Initial Option Grant for New Board Members

 

Pursuant to the Company’s 2004 Equity Incentive Plan, an automatic grant of an option to purchase 16,666 shares of common stock of the Company (an “Initial Option”) shall be granted on or about the date such non-employee director first becomes a member of the Board, at an exercise price equal to the fair market value of the common stock on the date of grant. The Initial Option is subject to vesting over a period of three years in equal annual installments commencing on the date of grant, subject to the non-employee director’s continued service to the Company through the vesting dates. An employee director who ceases to be an employee, but who remains a director, will not receive an Initial Option.

 

Annual Option Grant for Continuing Board Members

 

Pursuant to the Company’s 2004 Equity Incentive Plan, an automatic annual grant of an option to purchase 10,000 shares of common stock of the Company shall be made to the Company’s continuing non-employee Chairman of the Board, and an automatic annual grant of an option to purchase 6,666 shares of common stock of the Company shall be made to each other continuing non-employee director of the Company, on the date of each Company annual meeting of stockholders beginning in 2012, at an exercise price equal to the fair market value of the common stock on the date of grant (each, an “Annual Option”). Each Annual Option vests in full on the earlier of (i) the first anniversary of the date of grant and (ii) the Company’s next annual meeting of stockholders at which directors are elected, subject to the non-employee director’s continued service to the Company through the vesting date. A continuing non-employee Chairman of the Board or director will receive an Annual Option only if he or she has served on the Board for at least the preceding six (6) months.

 

Annual Cash Compensation

 

Annual Retainer

 

 
 

Each non-employee director shall be entitled to an annual cash retainer in the amount of $18,000 (the “Annual Retainer”). The Company shall pay such retainer on a quarterly basis, subject to the non-employee director’s continued service to the Company as a non-employee director on each such date.

 

Additional Retainer for Board Committee Chairpersons

 

In addition to the Annual Retainer, a non-employee director who serves as the Chairperson of a Board committee shall be entitled to the following annual cash retainer: (a) $25,000 for the Chairperson of the Audit Committee; (b) $5,000 for the Chairperson of the Compensation Committee; and (c) $5,000 for the Chairperson of the Corporate Governance and Nominating Committee.
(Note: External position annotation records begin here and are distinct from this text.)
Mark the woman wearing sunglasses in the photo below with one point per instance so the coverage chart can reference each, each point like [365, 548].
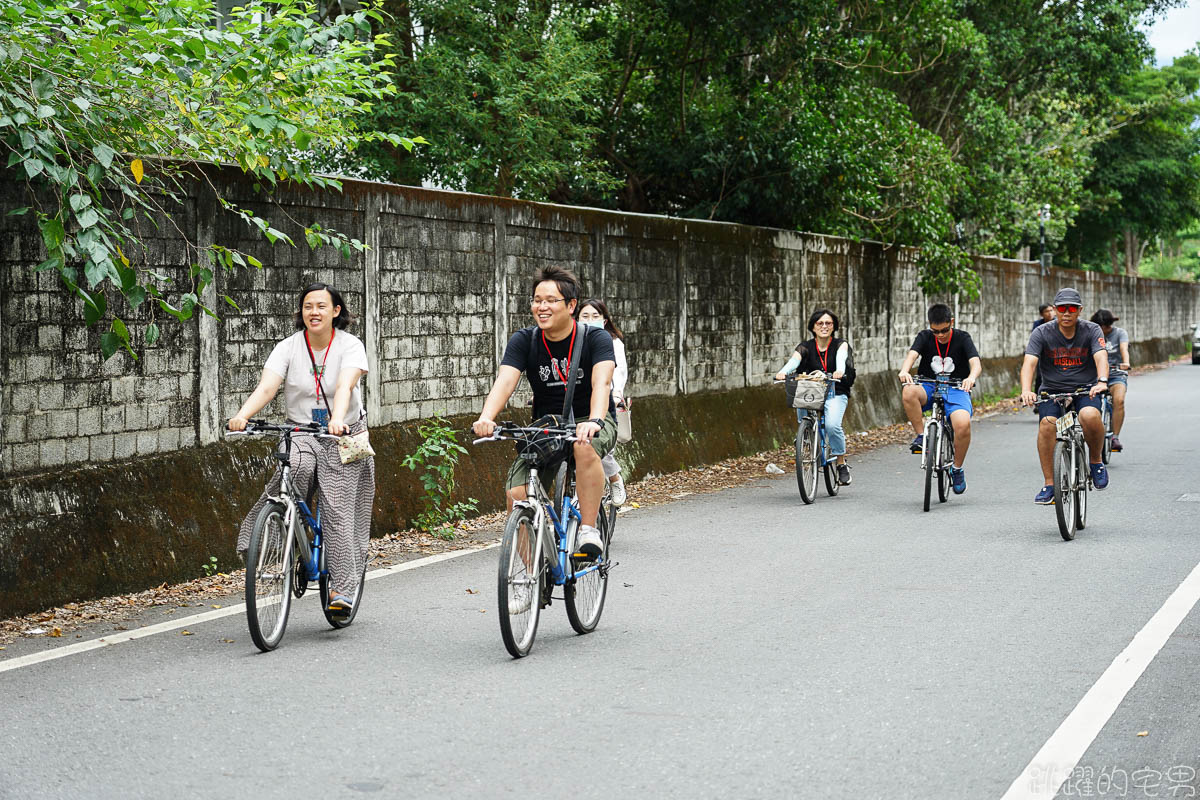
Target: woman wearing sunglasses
[1071, 355]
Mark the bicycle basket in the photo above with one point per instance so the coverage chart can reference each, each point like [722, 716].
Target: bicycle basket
[805, 391]
[544, 450]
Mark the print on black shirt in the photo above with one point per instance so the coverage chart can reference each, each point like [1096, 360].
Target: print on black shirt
[546, 382]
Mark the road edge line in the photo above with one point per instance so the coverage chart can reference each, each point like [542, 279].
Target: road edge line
[207, 617]
[1057, 758]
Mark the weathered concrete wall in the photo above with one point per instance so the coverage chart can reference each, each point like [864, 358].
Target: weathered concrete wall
[102, 486]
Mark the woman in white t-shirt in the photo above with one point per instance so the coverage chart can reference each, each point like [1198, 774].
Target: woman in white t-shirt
[319, 368]
[595, 312]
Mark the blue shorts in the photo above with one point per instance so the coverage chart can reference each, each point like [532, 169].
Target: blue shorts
[1055, 408]
[955, 400]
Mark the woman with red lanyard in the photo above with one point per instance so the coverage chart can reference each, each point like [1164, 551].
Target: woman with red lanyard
[828, 354]
[319, 368]
[942, 350]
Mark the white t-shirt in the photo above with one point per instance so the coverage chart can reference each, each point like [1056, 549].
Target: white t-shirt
[289, 360]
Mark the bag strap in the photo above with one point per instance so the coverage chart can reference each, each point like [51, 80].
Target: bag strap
[321, 388]
[568, 410]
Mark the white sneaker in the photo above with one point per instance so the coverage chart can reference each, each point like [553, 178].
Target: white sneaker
[618, 491]
[520, 600]
[588, 541]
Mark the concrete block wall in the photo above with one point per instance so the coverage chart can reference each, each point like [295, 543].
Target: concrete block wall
[444, 282]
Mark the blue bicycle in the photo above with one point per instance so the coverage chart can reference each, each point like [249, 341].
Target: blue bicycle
[538, 548]
[811, 444]
[937, 455]
[287, 552]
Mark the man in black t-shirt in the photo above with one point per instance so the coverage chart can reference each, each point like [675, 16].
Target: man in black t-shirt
[543, 352]
[945, 352]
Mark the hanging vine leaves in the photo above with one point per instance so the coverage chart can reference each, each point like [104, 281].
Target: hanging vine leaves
[270, 89]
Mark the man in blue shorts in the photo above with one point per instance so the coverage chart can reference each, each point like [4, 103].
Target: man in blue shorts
[1069, 355]
[943, 350]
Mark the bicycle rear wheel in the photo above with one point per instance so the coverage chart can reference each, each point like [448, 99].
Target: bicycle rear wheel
[945, 461]
[807, 458]
[585, 595]
[520, 581]
[1065, 489]
[270, 569]
[342, 620]
[933, 443]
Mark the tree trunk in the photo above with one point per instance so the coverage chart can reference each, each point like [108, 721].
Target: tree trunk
[1132, 253]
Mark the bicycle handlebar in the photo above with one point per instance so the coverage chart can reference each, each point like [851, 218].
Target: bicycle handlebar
[505, 431]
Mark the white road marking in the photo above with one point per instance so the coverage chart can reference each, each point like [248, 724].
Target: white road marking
[1057, 758]
[196, 619]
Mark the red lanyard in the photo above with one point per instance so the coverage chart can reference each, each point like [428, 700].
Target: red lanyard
[570, 350]
[317, 377]
[937, 347]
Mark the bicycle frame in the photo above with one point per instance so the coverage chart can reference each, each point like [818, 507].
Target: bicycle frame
[562, 569]
[937, 417]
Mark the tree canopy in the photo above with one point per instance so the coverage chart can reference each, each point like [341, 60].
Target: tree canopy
[941, 124]
[111, 103]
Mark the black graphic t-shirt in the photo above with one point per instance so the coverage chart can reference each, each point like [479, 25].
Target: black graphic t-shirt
[1066, 365]
[546, 378]
[952, 358]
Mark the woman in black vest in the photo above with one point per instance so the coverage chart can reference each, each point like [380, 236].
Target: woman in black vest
[819, 354]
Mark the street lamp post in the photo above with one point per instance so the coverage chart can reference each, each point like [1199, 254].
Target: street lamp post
[1043, 216]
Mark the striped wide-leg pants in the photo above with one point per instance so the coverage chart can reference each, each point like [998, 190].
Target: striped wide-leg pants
[345, 493]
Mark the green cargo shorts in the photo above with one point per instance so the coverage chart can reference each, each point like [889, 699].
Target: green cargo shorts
[603, 443]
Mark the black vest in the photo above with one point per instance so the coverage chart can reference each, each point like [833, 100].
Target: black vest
[811, 362]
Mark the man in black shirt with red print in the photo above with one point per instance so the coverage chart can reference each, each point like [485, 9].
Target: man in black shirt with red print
[943, 350]
[1068, 354]
[543, 352]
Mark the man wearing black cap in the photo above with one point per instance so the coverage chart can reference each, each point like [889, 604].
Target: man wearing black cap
[1117, 343]
[1069, 355]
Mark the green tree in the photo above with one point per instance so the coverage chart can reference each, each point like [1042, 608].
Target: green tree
[1146, 181]
[505, 89]
[107, 106]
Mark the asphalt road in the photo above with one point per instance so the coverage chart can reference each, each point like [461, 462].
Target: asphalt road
[751, 647]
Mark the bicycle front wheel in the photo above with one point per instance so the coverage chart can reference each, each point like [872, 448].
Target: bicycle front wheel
[520, 581]
[945, 459]
[1081, 479]
[585, 595]
[933, 443]
[270, 569]
[1065, 489]
[807, 459]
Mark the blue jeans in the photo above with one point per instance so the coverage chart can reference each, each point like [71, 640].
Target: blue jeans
[835, 409]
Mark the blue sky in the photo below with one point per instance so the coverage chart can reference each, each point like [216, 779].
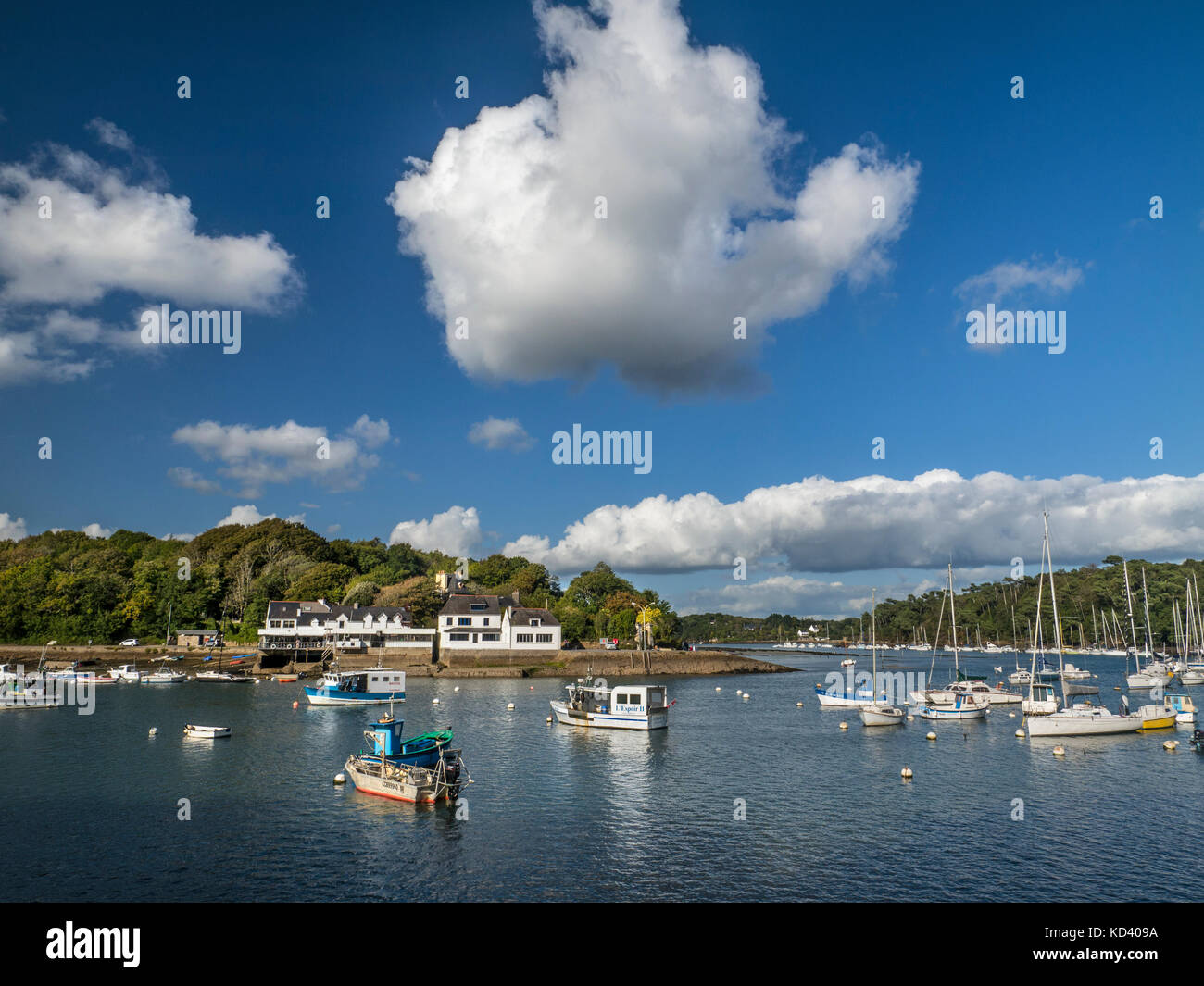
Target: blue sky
[1042, 203]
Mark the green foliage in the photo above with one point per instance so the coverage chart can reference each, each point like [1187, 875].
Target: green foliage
[68, 586]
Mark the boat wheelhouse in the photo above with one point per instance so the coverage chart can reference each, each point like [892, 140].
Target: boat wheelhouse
[359, 688]
[624, 706]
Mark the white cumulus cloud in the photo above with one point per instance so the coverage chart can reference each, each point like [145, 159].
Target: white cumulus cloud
[701, 228]
[12, 528]
[257, 456]
[457, 531]
[501, 433]
[874, 521]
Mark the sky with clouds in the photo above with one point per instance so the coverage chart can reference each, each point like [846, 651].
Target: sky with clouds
[753, 233]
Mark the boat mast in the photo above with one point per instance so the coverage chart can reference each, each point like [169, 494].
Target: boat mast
[1058, 624]
[1128, 602]
[952, 619]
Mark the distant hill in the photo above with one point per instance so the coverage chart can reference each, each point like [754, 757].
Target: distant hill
[68, 586]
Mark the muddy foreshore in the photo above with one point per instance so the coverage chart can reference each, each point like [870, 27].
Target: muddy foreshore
[565, 664]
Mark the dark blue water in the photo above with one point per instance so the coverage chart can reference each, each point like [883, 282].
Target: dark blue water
[561, 814]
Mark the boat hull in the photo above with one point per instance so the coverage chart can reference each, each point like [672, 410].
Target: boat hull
[337, 697]
[655, 718]
[1059, 724]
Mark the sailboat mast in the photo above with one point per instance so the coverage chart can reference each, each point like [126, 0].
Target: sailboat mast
[952, 617]
[1058, 622]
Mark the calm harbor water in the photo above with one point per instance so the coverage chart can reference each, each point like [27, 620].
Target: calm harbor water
[557, 814]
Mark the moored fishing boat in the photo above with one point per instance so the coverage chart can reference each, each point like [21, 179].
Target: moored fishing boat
[626, 706]
[963, 706]
[165, 676]
[359, 688]
[1082, 718]
[207, 732]
[1184, 706]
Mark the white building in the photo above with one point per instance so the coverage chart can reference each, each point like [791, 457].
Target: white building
[488, 622]
[312, 626]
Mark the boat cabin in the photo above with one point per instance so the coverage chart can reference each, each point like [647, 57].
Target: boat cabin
[622, 698]
[371, 681]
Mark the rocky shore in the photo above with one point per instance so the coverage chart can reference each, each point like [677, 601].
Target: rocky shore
[465, 664]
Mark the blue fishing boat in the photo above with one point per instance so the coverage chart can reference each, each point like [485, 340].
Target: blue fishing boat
[357, 688]
[384, 738]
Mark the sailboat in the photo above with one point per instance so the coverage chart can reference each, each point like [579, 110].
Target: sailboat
[878, 713]
[961, 698]
[1082, 718]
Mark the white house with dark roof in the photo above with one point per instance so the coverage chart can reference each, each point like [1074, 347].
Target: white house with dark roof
[314, 625]
[531, 629]
[470, 622]
[489, 622]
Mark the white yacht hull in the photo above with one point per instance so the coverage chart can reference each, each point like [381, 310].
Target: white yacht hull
[654, 718]
[1096, 722]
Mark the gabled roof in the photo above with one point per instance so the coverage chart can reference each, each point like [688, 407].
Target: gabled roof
[460, 605]
[521, 616]
[305, 612]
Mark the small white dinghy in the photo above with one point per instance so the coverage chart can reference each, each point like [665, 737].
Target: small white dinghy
[207, 732]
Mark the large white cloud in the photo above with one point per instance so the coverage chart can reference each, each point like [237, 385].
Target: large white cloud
[12, 528]
[105, 233]
[701, 227]
[247, 514]
[874, 521]
[257, 456]
[457, 531]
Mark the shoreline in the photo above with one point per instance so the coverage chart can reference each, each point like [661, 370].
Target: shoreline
[565, 664]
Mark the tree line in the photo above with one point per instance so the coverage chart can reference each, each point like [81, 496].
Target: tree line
[71, 588]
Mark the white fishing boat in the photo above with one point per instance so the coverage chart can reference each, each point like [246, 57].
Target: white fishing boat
[165, 676]
[207, 732]
[624, 706]
[1184, 706]
[1042, 700]
[878, 713]
[1082, 718]
[359, 688]
[963, 706]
The Company shall pay the applicable retainer on a quarterly basis, subject to the non-employee director’s continued service to the Company as Chairperson of the applicable Board committee on each such date.

 

Additional Retainer for Board Committee Members

 

In addition to the Annual Retainer, a non-employee director who serves as a member, but not the Chairperson, of a Board committee shall be entitled to the following annual cash retainer: (i) $5,000 for membership on the Audit Committee; (ii) $2,500 for membership on the Compensation Committee; and (iii) $2,500 for membership on the Corporate Governance and Nominating Committee. The Company shall pay the applicable retainer on a quarterly basis, subject to the non-employee director’s continued service to the Company as a member of the applicable Board committee on each such date.

 

Proration of Cash Retainers

 

Notwithstanding anything in this Director Compensation Policy to the contrary, in the event a non-employee director assumes or vacates a position on the Board or one of its committees during a quarter, he or she shall be entitled to a prorated portion of the cash retainer for such position for that quarter based on the percentage of days in that quarter during which he or she served in that position.

 

Provisions Applicable to All Non-Employee Director Equity Compensation Grants

 

Each Initial Option and Annual Option shall be subject to the terms and conditions of the Company’s 2004 Equity Incentive Plan and the terms of the Stock Option Agreement issued thereunder. The descriptions of these grants set forth above are qualified in their entirety by reference to the 2004 Equity Incentive Plan and the applicable Stock Option Agreement issued thereunder.